How Much Olive Oil You Really Need to Use

Follow this guide to make sure you’re using the right amount of olive oil when cooking fish, chicken, vegetables and more.

How much olive oil to cook with

Are you too heavy-handed when cooking with olive oil? While it’s a great source of heart-healthy monounsaturated fats (and a lower-calorie alternative to butter), it’s still possible to overdo it. Using more olive oil than you need adds extra calories, makes food oily, and costs you money (that bottle of olive oil doesn’t come cheap!).

“Some people assume that extra oil in the pan won’t get absorbed into the food, but this isn’t true for all foods – take eggplant, for example, which absorbs oil like a sponge,” says Franci Cohen, a New York-area nutritionist. “There are several variables that determine the amount of oil needed: Type of food, how well done you want it, size of the pan and how much food you’re squeezing in the pan at once.”

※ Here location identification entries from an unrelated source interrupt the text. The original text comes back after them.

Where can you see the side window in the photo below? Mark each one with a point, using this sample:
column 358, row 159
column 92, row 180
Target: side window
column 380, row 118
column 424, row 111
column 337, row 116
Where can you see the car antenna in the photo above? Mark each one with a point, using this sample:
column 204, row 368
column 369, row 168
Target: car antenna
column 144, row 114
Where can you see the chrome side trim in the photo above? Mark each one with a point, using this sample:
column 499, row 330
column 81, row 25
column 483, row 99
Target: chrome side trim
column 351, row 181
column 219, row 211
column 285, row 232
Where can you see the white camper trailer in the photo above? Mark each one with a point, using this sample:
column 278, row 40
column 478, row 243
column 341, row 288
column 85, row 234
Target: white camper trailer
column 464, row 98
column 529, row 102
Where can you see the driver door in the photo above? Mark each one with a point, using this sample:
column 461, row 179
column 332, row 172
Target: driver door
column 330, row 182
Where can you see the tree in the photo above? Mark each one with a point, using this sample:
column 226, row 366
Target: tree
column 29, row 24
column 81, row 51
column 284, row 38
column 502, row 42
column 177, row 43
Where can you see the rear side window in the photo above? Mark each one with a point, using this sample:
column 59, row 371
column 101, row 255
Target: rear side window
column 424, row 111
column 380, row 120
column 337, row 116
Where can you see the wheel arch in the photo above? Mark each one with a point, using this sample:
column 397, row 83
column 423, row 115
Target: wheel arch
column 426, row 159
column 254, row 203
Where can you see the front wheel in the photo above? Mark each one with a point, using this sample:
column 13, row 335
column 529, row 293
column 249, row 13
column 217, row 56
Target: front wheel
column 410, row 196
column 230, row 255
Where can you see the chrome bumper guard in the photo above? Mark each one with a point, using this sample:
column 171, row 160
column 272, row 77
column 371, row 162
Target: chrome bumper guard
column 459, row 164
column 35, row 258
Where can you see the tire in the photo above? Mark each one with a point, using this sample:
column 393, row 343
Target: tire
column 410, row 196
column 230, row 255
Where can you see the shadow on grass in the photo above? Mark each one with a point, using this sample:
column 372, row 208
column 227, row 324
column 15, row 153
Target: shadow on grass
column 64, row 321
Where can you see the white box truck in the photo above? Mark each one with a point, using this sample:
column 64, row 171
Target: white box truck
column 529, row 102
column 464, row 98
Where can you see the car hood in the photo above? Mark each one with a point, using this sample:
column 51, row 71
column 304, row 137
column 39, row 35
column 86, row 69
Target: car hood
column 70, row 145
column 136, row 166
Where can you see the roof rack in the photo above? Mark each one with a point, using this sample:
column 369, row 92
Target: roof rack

Want to be sure you’re cooking with the correct amount of olive oil? Follow these tips:

  • For cooking fish, lean meat, and poultry: Pour enough olive oil into the pan to cover pan, usually 1-2 tbsp. (note that olive oil is typically not recommended for deep frying due to its low smoke point).
  • For cooking fattier meats: “Because fatty meats have very little connective tissue and a high level of marbling, they get tender very easily, and do not need much oil during the cooking process,” says Cohen. Lightly sear fatty meats in a hot pan with just a tiny bit of oil to give a crispy crust while letting the inside stay soft and tender.
  • For cooking sausage: Since sausages have outer casing that acts as a barrier, oil will only crisp the casing – meaning it’s generally better to cook sausage by boiling or barbecuing it. “But if you do choose to pan fry sausage before tossing into an egg scramble, for example, use just enough oil to coat the pan,” says Cohen.
  • For sautéing vegetables: Coat vegetables lightly in oil before cooking, then add another thin layer to the pan. Replenish as needed.
  • For cooking mushrooms: “Mushrooms yield a lot of water during the initial cooking phase, which then gets reabsorbed along with any spices or flavors you have in the pan,” says Cohen. Because of this, you might need slightly less olive oil than you would use to sauté other vegetables.
  • For making eggs and pancakes: A light spray of cooking spray in the pan will suffice. “For these foods, the oil is not used to lend flavor to the food, only to keep the food from sticking to the pan,” Cohen explains.
  • For roasting veggies in the oven: Use the same rule of thumb as when you sauté vegetables: coat them lightly in oil, then spread another layer of oil onto the pan before roasting.
  • For sautéing tofu: Press the tofu overnight to eliminate water. The next day, toss tofu lightly in oil, and spread another layer of oil onto the pan before cooking (this will let you maximize flavor).